The news crawl was a vestige of the belligerent and unsuccessful U.S. policy toward Cuba during the administration of George W. Bush. The Bush administration pretended that it was a means of providing unfettered news to the Cuban people, but the streaming headlines did little more than to give the Cuban government a chance to rally support against American policies. At the time, Fidel Castro established a freedom plaza in front of the U.S. diplomatic building –- located along the Malecon, Cuba’s seafront — and big black flags obscured vision of the ticker when people drove past.

While Obama has rolled back a few other Bush era measures — allowing easier transit by Cuban-Americans to the island, and dropping strictures on how much money family members were allowed to send to their relatives on the island — nothing else has changed. The Cuban government, under Fidel’s brother, Raul, has toned down anti-U.S. rhetoric hoping for an eventual opening to U.S. tourism and other measures that could bring big economic changes in Cuba.

When I was in Cuba earlier this year, I didn’t see any indication that Cubans on the street were lacking information about the basics of what is happening in the United States and the world.
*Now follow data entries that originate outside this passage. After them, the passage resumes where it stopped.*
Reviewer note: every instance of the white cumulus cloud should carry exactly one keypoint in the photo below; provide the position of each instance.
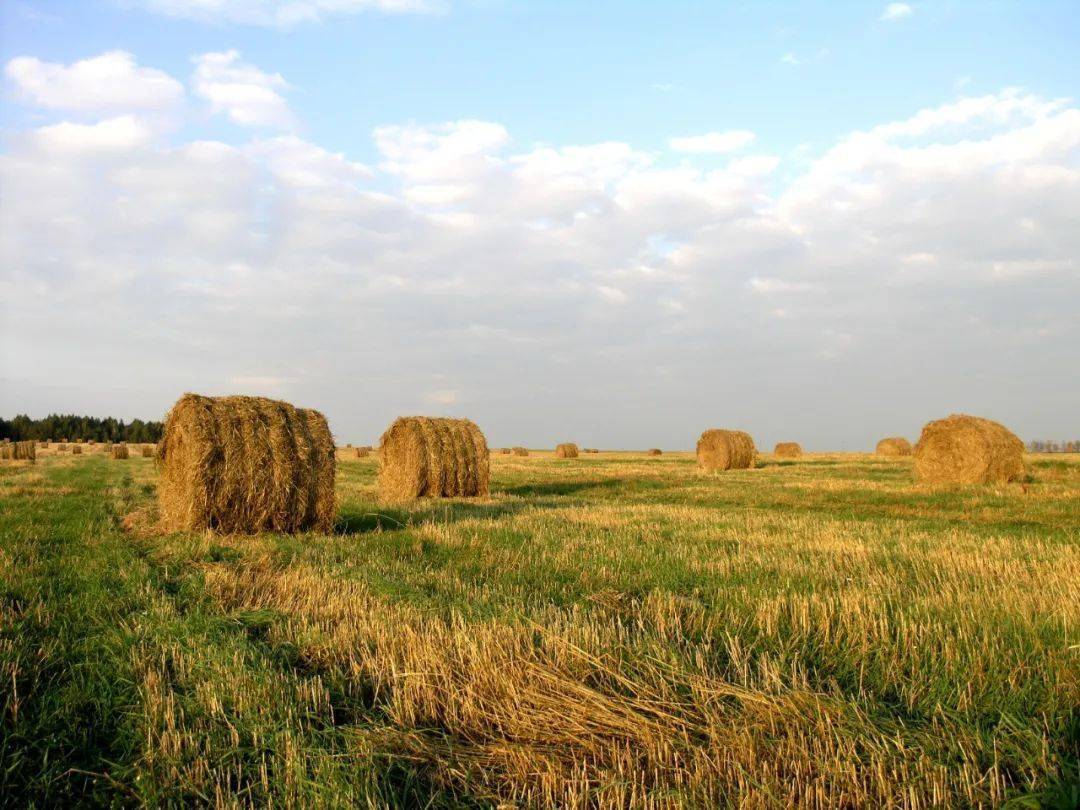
(248, 96)
(110, 82)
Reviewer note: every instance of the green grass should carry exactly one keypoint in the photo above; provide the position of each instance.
(606, 631)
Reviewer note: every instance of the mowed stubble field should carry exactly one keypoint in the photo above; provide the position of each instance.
(611, 631)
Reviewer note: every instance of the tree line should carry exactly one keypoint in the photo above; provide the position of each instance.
(71, 427)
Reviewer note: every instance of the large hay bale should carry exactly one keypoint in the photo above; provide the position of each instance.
(568, 449)
(893, 446)
(968, 449)
(26, 450)
(245, 464)
(432, 457)
(726, 449)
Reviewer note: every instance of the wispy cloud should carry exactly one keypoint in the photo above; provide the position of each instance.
(284, 13)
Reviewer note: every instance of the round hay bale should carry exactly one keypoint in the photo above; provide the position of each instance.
(726, 449)
(433, 457)
(893, 446)
(244, 464)
(968, 449)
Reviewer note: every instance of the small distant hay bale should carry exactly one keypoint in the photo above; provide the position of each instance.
(968, 449)
(244, 464)
(893, 446)
(433, 457)
(726, 449)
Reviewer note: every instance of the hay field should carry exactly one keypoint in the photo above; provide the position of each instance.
(610, 631)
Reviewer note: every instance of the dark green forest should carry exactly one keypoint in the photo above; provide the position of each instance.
(71, 427)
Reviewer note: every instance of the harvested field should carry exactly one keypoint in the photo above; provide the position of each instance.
(758, 637)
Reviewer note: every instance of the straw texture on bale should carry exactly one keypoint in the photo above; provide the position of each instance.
(968, 449)
(244, 464)
(726, 449)
(893, 446)
(26, 450)
(432, 457)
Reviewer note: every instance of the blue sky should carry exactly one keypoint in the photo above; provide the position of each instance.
(639, 203)
(584, 72)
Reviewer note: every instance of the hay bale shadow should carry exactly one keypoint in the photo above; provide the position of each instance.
(379, 517)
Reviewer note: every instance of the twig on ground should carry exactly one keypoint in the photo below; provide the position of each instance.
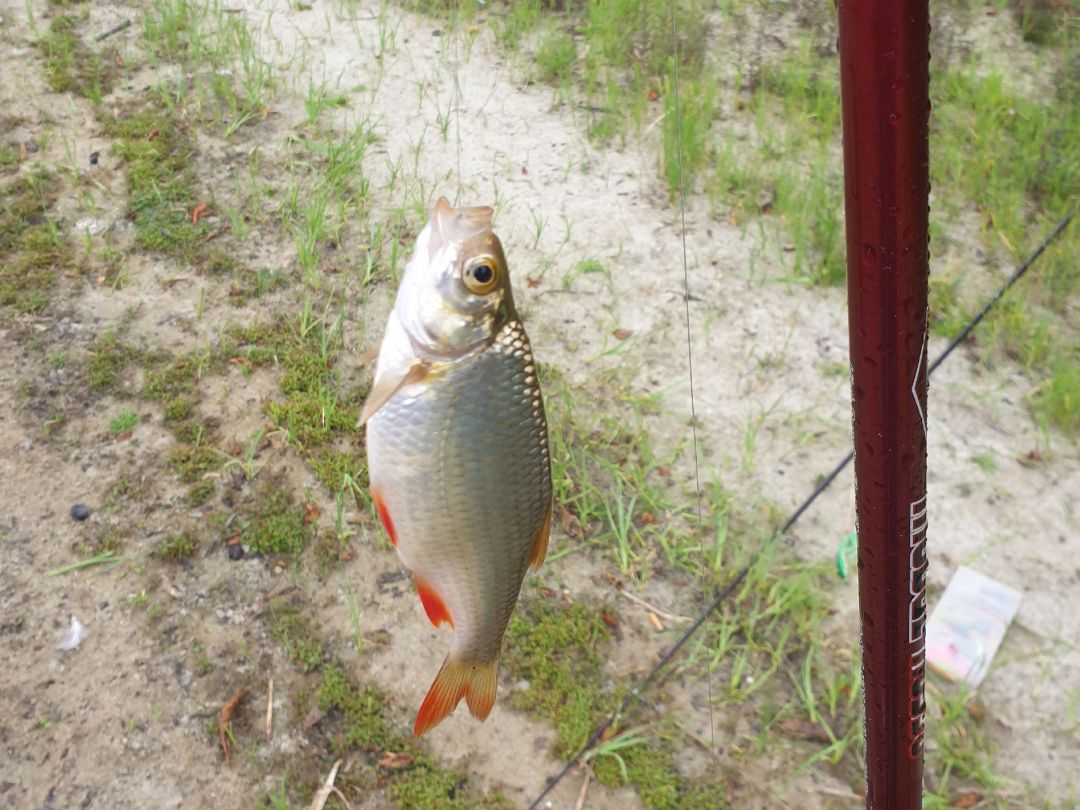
(269, 709)
(584, 790)
(324, 793)
(224, 718)
(653, 608)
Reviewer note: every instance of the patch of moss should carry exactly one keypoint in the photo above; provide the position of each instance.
(109, 356)
(190, 462)
(428, 785)
(362, 707)
(650, 768)
(201, 491)
(177, 547)
(557, 649)
(298, 635)
(274, 525)
(331, 467)
(420, 785)
(313, 412)
(31, 246)
(158, 149)
(71, 67)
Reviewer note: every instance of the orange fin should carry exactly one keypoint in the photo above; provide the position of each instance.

And those I spoke to were also surprisingly willing– on camera — to criticize the government for not providing enough
employment, food and opportunities for improving their lives. Young and old were as enthusiastic as people around the world about the prospect of a vigorous, open-minded president of the United States, who happened to be a person of color. And they hoped that Obama would break the logjam.

Cubans appear to know the score, and they’re just tired of waiting for changes that will give them more contact with their friends and relatives in the outside world. Fifty years of the U.S. economic embargo has done nothing to incite popular insurrection in Cuba — if that was the goal — and most people in the United States, even a majority of Cuban-Americans, think it’s time for the embargo to go.

Political reality in the United States makes that difficult. Sen. Richard Lugar, an Indiana Republican, is promoting phased-in engagement with Cuba, and an eventual end of economic sanctions. The rationale is that increased contact will put the United States in a better position to promote a shift toward democratic change.

His middle-of-the-road approach clashes with hard-line opponents of the Castro brothers who want no change in relations unless Cuba makes a move first on political freedom. They note that several hundred political prisoners are held in Cuban jails. But the United States is unlikely to have leverage to bring any change under the current stagnant formula.

So Cuba and the United States continue plodding along, dealing with vestiges of failed rhetoric and policies passed. The news sign is off on the U.S. interest section, but there’s no sign in the short term that the Obama administration plans to go much further than that.